Evaluating Factors Affecting the Performance of the gRNA Component of a Gene Drive
CRISPR-based gene drives are promising technologies that breach Mendelian inheritance rules and allow for the rapid propagation of desired traits into target wild populations. These tools offer novel potential applications ranging from vector-borne disease control to island conservation. However, current gene drives do not always perform efficiently, which begs for the improvement of this technology in order to make gene drives a feasible method to engineer wild populations. Here, I first evaluate the effects of gRNA variables that could affect CRISPR-Cas9 gene drive performance: GC content and protospacer length. In this part of my thesis, I tested six different gRNAs with varying GC content (50%, 80%) and length (17nt, 20nt, 22nt) in Drosophila and determined that the 20nt-protospacer gRNAs have the highest gene drive efficiency, followed by 17nt and 22nt lengths, where the longer gRNA seems to impair the gene drive efficiency more severely at the two locations tested.

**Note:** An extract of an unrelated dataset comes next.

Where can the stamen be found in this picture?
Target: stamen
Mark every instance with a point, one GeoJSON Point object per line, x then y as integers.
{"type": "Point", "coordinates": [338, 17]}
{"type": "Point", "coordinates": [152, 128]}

In addition, we evaluated the relationship between gRNA efficiency and a maternal effect affecting this technology--where gene drive inheritance drastically decreases when the Cas9 and gRNA are co-inherited from the mother. Cage experiments over 12 generations show that less efficient gRNAs are able to propagate the gene drive component at higher rates throughout the populations, as compared to its higher-efficiency counterpart. Future CRISPR-based gene drive research should consider the findings described here, as the use of less efficient gRNAs could alleviate the effects of maternal inheritance, and different gRNA lengths could tune drive efficiency in future applications.